Comme le souligne Maxime Guérin, avocat pour SGF, une firme de consultation pour les entrepreneurs de l'industrie du cannabis, les produits sous forme de friandises existent déjà. «Sur le marché "noir", et surtout depuis la légalisation, ces produits ont gagné énormément en popularité», dit-il.

«Il me semble être de la poudre aux yeux que de justifier de pareilles restrictions sur le dos de «la protection de nos jeunes» alors qu’on a rehaussé déjà sans appui vraiment scientifique ou sérieux l’âge de consommation à 21 ans», ajoute-t-il.

Jean-Sebastien Fallu, professeur en prévention de la toxicomanie à l’Université de Montréal qui a rédigé un rapport sur les comestibles pour le compte du producteur HEXO, croit également que les consommateurs continueront de s’approvisionner par la poste.

Depuis quelques années déjà, il est effectivement très facile d’acheter des produits comestibles illégaux sur le web livré par la poste.

«Encore du paternalisme et de l’incohérence», croit M. Fallu au sujet du règlement caquiste.

Coup dur pour l’industrie

HEXO et Canopy Growth deux importants fournisseurs de la Société québécoise du Cannabis (SQDC) ont refusé de commenter.

Selon nos informations, plusieurs producteurs ont été consternés de constater la rigidité du projet de règlement.

«Ils vont vendre quoi, des cretons?!», a réagi sa part pour le cultivateur de cannabis José Dominguez.

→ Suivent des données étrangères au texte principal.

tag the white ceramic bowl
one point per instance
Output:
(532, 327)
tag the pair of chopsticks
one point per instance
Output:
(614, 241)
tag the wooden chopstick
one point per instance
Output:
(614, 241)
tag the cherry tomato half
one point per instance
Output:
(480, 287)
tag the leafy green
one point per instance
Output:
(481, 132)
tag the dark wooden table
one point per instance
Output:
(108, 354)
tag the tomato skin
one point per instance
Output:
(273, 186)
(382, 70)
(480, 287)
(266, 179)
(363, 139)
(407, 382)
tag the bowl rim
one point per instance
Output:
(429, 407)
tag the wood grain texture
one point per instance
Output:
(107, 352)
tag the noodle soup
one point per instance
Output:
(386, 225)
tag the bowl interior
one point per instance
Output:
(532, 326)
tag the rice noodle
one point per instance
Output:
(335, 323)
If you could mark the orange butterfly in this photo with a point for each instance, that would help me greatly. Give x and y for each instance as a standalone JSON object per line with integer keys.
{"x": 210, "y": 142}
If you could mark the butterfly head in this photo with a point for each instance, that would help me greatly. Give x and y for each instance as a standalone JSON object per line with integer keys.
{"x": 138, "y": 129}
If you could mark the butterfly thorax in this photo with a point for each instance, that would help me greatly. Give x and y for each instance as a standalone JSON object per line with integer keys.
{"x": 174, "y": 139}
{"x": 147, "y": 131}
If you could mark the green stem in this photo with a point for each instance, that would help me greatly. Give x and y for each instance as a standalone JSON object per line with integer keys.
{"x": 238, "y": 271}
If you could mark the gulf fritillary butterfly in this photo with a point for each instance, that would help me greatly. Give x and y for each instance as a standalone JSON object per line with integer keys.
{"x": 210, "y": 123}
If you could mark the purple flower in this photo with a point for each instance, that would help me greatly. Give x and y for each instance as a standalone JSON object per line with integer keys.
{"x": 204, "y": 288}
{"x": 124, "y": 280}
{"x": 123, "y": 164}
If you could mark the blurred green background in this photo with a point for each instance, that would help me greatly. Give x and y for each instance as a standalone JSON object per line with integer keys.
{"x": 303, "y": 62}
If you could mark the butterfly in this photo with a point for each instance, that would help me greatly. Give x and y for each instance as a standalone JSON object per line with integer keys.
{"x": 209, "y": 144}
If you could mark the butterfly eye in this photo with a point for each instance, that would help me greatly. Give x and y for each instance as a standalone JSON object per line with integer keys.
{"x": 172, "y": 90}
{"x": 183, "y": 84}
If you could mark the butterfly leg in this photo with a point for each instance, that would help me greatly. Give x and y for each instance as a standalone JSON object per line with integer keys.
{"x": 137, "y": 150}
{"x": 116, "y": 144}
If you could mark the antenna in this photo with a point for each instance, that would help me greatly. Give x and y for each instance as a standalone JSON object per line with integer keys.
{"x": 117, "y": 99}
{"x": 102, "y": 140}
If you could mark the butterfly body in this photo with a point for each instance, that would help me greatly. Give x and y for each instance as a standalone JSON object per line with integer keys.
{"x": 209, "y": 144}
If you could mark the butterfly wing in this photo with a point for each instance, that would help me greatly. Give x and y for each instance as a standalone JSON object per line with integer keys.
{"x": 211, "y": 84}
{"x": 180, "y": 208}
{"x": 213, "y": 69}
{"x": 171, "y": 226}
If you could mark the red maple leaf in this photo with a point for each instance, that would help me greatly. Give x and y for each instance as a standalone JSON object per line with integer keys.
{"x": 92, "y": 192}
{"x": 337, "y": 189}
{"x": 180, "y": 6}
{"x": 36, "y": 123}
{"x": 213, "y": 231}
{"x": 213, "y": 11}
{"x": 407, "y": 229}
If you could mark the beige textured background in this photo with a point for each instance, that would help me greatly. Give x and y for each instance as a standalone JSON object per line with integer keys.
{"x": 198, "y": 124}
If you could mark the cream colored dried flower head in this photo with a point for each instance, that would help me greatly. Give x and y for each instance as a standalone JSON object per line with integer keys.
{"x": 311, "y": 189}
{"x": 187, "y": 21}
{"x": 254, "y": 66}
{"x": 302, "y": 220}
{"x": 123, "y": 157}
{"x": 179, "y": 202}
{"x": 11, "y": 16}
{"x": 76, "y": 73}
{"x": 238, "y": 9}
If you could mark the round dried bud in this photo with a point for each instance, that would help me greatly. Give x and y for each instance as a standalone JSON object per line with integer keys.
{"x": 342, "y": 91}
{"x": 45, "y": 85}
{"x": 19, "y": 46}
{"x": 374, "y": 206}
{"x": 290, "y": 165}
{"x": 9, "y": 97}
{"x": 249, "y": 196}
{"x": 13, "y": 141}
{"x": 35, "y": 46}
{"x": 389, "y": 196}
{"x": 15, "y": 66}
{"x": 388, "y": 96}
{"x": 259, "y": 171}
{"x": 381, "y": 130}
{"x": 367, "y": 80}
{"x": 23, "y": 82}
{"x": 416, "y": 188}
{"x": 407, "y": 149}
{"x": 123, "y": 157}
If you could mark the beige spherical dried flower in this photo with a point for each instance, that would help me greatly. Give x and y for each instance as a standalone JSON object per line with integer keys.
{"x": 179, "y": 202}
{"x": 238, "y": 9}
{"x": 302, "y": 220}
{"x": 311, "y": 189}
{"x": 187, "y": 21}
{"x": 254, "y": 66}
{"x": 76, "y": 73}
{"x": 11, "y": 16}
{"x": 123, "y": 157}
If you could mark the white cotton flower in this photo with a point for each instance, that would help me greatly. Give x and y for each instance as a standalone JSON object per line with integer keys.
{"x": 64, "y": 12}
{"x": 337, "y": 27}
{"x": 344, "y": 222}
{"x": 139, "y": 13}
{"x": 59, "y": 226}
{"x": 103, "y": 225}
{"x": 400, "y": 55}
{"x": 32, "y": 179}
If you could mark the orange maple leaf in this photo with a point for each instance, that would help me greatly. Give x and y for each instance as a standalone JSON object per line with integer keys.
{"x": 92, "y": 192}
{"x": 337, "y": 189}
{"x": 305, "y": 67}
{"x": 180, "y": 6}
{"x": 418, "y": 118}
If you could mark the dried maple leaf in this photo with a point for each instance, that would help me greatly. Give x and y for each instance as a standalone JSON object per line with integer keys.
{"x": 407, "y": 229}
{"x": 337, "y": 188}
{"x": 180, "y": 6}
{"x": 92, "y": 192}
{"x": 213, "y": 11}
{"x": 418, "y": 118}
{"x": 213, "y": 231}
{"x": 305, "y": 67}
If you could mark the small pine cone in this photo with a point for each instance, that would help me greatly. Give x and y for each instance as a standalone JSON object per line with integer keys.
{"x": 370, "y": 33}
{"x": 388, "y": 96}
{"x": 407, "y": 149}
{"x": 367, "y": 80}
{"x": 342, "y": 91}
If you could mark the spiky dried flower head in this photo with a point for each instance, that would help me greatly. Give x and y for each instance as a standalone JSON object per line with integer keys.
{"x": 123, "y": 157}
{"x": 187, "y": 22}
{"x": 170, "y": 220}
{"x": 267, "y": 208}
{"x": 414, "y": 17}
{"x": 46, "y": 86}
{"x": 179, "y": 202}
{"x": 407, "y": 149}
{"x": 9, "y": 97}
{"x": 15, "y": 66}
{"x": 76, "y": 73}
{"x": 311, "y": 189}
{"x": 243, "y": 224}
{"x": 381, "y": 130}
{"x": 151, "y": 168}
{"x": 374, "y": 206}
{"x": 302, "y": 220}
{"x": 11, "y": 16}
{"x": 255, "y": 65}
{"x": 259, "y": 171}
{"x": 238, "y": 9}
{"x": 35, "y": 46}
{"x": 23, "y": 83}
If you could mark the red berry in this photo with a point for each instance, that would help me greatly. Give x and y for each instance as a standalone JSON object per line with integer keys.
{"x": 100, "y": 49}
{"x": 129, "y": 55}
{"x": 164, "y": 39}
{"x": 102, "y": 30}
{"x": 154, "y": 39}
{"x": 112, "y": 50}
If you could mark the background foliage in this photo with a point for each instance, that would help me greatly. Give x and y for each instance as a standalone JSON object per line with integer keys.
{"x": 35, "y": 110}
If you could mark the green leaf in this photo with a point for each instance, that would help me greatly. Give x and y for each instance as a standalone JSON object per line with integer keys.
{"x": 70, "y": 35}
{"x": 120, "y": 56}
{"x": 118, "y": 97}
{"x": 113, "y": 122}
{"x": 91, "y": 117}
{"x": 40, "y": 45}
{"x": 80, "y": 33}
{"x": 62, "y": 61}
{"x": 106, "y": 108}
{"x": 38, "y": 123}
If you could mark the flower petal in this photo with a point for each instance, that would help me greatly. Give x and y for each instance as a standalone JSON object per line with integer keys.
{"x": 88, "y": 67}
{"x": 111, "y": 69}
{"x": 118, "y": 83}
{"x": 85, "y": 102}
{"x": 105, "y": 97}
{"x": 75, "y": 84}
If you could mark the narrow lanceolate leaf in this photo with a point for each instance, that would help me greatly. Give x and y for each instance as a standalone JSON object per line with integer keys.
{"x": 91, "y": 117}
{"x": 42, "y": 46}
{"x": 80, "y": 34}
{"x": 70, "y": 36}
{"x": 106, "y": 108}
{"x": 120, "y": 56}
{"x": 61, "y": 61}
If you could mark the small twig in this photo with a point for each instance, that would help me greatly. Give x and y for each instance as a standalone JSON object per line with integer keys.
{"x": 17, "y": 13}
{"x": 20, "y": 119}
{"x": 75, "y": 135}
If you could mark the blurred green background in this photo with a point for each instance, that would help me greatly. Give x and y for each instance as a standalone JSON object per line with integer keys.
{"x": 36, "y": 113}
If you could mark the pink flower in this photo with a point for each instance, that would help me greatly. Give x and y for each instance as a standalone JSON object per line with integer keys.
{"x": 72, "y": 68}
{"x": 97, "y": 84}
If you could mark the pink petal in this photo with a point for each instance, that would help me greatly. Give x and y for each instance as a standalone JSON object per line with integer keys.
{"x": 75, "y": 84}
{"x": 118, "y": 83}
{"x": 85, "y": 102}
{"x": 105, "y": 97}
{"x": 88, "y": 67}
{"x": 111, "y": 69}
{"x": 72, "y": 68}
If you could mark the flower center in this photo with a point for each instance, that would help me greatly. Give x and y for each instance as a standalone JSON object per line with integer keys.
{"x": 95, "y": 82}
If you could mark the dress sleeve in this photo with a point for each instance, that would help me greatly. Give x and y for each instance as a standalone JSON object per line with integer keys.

«Il faut comprendre que de belles entreprises d’ici sont en train d’investir massivement dans la production de ces produits, en se basant principalement sur la législation fédérale telle qu’annoncée, explique Me Guérin. Par conséquent, il y a fort à parier que l’on va se priver au Québec de produits faits... au Québec qui n’auront d’autre choix que d’être vendus ailleurs au Canada.»

Il y a à peine quelques semaines, le producteur ontarien Canopy Growth annonçait d’ailleurs qu’il allait pouvoir produire jusqu’à 850 000 chocolats au cannabis par mois.

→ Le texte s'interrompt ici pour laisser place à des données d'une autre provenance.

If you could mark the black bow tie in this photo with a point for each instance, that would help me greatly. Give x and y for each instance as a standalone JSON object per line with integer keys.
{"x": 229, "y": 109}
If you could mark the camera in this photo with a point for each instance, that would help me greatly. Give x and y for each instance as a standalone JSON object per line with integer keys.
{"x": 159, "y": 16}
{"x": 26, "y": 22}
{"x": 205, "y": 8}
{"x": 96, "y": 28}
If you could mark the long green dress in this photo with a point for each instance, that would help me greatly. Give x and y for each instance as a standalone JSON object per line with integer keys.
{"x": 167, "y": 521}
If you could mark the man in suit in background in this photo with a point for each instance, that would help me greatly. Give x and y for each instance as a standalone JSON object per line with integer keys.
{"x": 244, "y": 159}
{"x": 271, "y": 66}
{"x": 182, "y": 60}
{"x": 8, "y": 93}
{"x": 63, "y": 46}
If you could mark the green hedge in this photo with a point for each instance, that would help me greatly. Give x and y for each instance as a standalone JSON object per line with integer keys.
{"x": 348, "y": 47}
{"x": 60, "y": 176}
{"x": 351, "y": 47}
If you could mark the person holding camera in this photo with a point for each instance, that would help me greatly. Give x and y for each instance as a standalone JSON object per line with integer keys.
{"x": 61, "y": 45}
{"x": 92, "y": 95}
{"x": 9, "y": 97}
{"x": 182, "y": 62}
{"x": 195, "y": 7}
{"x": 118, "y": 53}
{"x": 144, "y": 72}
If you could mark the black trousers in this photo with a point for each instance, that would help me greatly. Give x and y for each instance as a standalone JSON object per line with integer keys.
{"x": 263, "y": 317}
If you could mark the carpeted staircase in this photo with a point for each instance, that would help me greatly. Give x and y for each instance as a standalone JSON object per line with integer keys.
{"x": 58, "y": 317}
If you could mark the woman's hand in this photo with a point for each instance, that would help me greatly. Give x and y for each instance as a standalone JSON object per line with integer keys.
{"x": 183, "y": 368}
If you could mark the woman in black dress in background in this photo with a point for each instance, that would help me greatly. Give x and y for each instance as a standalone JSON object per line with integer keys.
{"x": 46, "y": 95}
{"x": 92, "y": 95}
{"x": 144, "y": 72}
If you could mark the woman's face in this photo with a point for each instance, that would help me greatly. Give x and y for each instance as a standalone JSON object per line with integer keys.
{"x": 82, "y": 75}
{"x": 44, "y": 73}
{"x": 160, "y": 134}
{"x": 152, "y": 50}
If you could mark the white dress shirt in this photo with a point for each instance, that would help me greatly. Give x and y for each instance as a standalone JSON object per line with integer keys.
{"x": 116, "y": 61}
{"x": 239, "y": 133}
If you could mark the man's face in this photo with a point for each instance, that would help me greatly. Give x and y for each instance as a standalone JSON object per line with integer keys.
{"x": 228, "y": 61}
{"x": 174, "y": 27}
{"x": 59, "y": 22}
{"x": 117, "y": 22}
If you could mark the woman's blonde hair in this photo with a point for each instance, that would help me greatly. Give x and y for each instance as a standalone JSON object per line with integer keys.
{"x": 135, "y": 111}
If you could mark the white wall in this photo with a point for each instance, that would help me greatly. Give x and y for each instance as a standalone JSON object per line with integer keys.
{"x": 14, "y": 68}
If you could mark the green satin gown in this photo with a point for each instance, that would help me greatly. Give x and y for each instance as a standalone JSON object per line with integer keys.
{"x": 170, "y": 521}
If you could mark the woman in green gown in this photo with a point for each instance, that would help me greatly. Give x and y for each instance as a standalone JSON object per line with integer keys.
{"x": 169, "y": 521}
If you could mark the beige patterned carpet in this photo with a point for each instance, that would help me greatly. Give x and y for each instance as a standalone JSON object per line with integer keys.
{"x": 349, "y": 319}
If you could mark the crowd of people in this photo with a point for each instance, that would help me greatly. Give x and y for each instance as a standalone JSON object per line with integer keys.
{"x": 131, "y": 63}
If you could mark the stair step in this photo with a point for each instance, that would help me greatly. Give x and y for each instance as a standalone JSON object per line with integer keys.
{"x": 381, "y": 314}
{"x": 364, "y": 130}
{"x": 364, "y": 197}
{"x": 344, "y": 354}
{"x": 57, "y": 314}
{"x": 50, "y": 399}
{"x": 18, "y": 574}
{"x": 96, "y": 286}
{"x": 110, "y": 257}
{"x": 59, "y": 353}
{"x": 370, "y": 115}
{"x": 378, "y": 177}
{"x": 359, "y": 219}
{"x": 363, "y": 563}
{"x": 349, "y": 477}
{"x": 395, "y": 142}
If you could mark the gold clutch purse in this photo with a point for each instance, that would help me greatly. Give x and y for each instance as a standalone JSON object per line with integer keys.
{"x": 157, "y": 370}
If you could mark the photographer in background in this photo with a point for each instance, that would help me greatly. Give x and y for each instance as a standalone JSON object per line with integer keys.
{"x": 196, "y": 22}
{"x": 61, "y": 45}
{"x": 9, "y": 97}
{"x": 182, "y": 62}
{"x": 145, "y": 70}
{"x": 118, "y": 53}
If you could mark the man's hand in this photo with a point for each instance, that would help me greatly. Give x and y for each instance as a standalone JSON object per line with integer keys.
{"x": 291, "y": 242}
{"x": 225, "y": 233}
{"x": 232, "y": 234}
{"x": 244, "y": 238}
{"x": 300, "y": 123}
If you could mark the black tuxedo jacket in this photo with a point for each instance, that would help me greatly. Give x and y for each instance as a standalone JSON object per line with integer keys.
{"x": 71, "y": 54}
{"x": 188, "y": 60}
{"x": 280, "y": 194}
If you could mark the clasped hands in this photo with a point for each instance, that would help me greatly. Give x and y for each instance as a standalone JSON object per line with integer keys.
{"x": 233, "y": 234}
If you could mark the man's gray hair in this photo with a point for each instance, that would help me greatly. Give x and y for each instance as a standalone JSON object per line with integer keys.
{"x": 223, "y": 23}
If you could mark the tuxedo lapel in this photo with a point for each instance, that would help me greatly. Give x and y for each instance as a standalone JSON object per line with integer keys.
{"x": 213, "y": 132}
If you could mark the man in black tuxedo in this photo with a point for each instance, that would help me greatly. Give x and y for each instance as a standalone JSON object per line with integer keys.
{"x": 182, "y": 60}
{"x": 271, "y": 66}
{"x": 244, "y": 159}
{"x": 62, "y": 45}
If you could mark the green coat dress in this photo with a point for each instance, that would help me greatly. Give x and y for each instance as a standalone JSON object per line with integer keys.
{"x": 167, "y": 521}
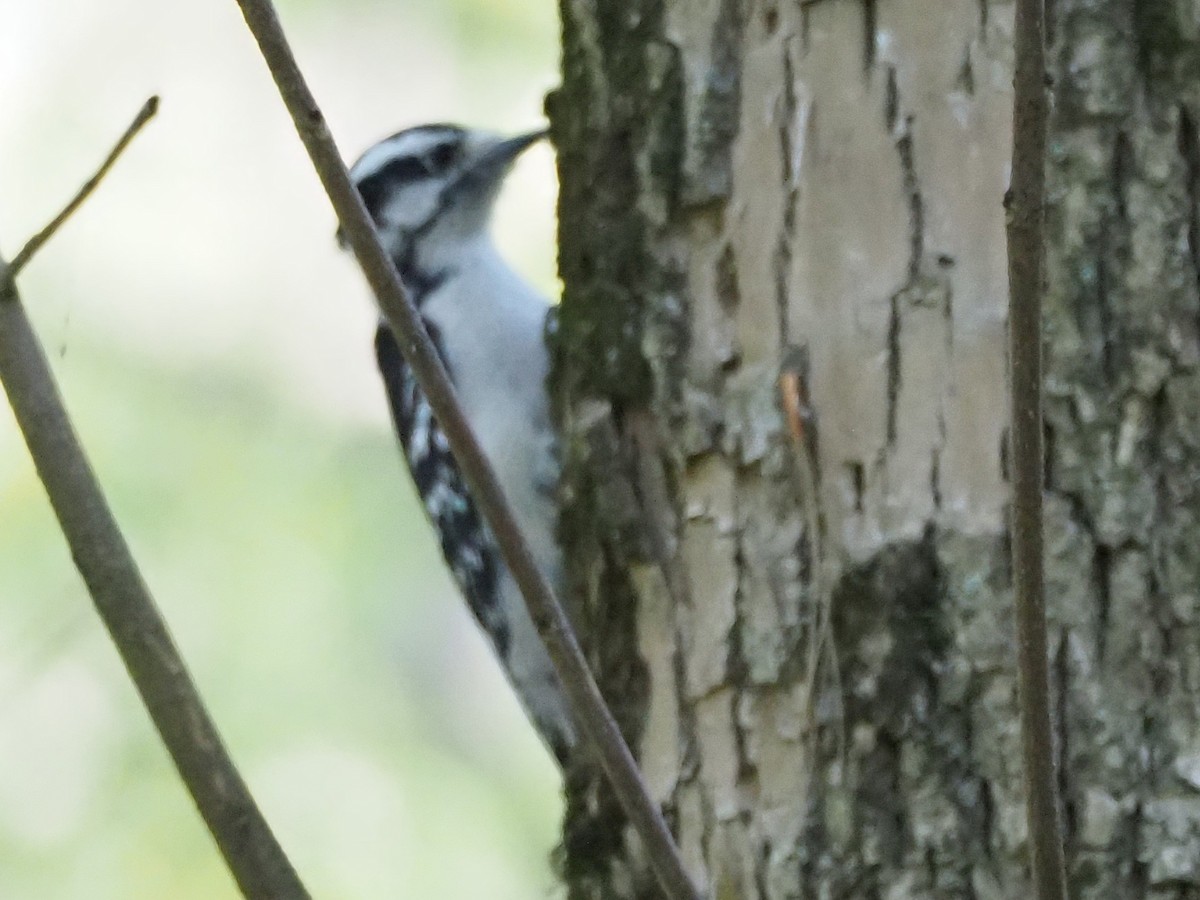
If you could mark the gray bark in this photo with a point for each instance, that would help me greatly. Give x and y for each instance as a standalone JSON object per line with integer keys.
{"x": 750, "y": 183}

Canopy et HEXO travaillent également sur des boissons non alcoolisées à base de cannabis. Le porte-parole de la SQDC Fabrice Giguère confirme que la Société pourra vendre des breuvages contenant du THC, mais qu’elle doit encore évaluer quels produits «solides» pourront être offerts. «Il est clair que dans cette catégorie l’offre sera limitée», prévient-il.

Il rappelle que le règlement n’est pas encore adopté et qu’il pourrait être modifié. L’industrie espère être consultée d’ici là, ce qui n’a toujours pas été fait, déplore M. Temperio.

Le Conseil québécois du cannabis comestible (CQCC) qui se dit «perplexe» face à ce règlement demande également à être consulté afin de permettre un «encadrement logique et cohérent de la réglementation».

«À l’heure actuelle, c’est le développement d’entreprises québécoises soucieuses de fournir des produits de qualité, sécuritaires et contrôlés, qui est à risque», ont-ils déclaré.